NVIDIA is looking for a Senior System Software Engineer for its AI Data Platform. You will design, build, and optimize highly scalable and reliable automation systems that ensure the peak performance and seamless deployment of NVIDIA's core software offerings across a diverse global ecosystem, directly impacting how AI models are validated and delivered.
What You'll Do
- Develop efficient infrastructure and tools for automating complex software processes.
- Implement advanced test harnesses, benchmarking frameworks, and analytical tools to rigorously characterize and optimize software and hardware performance.
- Apply deep knowledge of operating systems, kernel internals, device drivers, memory management, storage, networking, and high-speed interconnects to build and troubleshoot highly performant systems.
- Work with engineering teams to understand needs, define requirements, and deliver efficient solutions.
- Set performance goals, monitor feedback, analyze data, and make continuous improvements for system reliability.
- Contribute to defining technical strategies and roadmaps for platform automation initiatives.
What We're Looking For
- Bachelor's or equivalent experience in Computer Science, Computer Engineering, or a related technical field, or Master's degree or equivalent experience.
- 5+ years of industry experience in software development, focusing on infrastructure, distributed systems, automation, and/or performance engineering.
- Proven ability to develop robust tools and automation using programming languages such as C++, Python, or Go.
- Experience with operating system internals, device drivers, memory management, and debugging performance issues in complex compute applications.
- Experience in designing, building, and operating large-scale distributed systems, with knowledge of networking protocols, cluster management, and high-performance interconnects.
- Experience building and maintaining automated testing, benchmarking, and continuous integration/continuous deployment pipelines.
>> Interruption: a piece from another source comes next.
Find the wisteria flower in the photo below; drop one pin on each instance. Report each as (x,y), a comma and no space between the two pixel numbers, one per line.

- Outstanding analytical, problem-solving, and debugging skills, with a track record of resolving complex technical challenges.
- Excellent interpersonal and communication skills, with the ability to articulate complex technical concepts to diverse audiences and collaborate effectively across teams.
Nice to Have
- Experience optimizing performance for AI/Machine Learning workloads, especially inference applications, on diverse hardware platforms.
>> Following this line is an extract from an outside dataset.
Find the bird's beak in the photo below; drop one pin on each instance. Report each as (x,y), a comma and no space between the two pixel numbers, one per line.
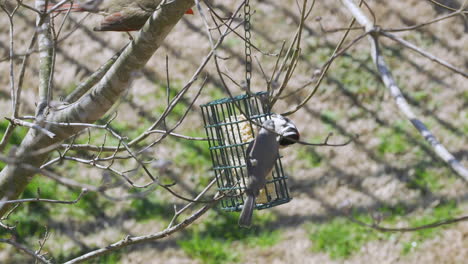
(290,135)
- Prior experience building or contributing to large-scale compute infrastructure solutions in cloud environments or on-premises data centers.
- Experience with containerization and orchestration technologies, such as Docker and Kubernetes.
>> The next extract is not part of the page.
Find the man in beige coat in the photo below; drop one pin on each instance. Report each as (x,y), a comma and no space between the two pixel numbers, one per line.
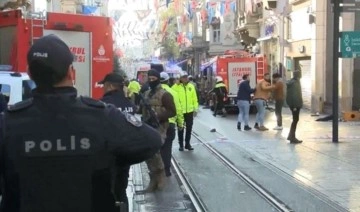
(261,95)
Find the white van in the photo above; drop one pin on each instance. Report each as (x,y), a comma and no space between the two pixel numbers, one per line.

- Familiarity with performance profiling tools and methodologies for hardware and software systems.
- Track record of driving significant efficiency gains or architectural improvements in large-scale systems.
Technical Stack
- C++
- Python
- Go
- Docker
- Kubernetes
Benefits & Compensation
- Highly competitive salaries
- Comprehensive benefits package
NVIDIA is committed to fostering a diverse work environment and proud to be an equal opportunity employer. As we highly value diversity in our current and future employees, we do not discriminate (including in our hiring and promotion practices) on the basis of race, religion, color, national origin, gender, gender expression, sexual orientation, age, marital status, veteran status, disability status or any other characteristic protected by law.